# knocked out another one (added more pictures)



## bronco611 (Apr 29, 2016)

Found a few minutes to beat on some rock just before it got dark, knocked out another bullet for the next season. It so thin and colorful and I still have to micro flake the edge to completely sharpen it but I can finish  that tomorrow.


----------



## shakey gizzard (Apr 29, 2016)

Awesome!


----------



## Nugefan (May 2, 2016)

looks nice , lets see it with back lighting ...


----------



## YellowKnife (May 2, 2016)

Now that's a sho nuff deer bullet if I ever seed one! Be a shame to send it at a nasty ole swamp donkey and loose it, could send it to me an it will be safe in my keeper case.


----------



## Nicodemus (May 2, 2016)

Mighty nice.

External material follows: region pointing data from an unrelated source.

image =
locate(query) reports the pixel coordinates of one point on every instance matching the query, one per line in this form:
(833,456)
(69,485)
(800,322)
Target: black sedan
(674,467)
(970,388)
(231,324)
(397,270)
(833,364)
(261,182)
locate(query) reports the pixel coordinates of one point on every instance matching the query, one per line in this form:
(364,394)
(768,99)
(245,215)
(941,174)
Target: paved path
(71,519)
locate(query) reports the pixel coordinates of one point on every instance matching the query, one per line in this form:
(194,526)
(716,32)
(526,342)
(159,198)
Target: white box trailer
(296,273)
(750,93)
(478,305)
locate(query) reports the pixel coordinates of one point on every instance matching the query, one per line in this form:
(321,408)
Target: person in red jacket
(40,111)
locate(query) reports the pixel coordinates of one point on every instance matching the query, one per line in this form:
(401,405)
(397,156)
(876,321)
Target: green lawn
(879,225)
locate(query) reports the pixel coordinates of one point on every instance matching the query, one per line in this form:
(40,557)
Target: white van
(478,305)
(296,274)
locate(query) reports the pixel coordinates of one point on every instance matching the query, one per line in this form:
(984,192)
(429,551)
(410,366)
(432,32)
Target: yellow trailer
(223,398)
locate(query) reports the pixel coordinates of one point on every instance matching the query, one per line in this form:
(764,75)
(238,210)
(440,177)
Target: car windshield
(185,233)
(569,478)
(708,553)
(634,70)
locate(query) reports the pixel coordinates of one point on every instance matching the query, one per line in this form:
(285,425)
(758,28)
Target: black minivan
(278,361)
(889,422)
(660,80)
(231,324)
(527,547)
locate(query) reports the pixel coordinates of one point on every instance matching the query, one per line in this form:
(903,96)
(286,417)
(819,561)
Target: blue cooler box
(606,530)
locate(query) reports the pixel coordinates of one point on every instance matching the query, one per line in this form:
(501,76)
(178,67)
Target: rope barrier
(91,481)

I`m impressed.


----------



## NCHillbilly (May 3, 2016)

Nice point!


----------



## T-N-T (May 3, 2016)

That thing is sure enough purty!


----------



## nrh0011 (May 3, 2016)

very nice point!


----------



## shotgunpapa (May 8, 2016)

I like it sure wish I knew how to do that.


----------



## Redbow (May 9, 2016)

Nice point indeed..


----------



## phocus (May 9, 2016)

Super Nice !


----------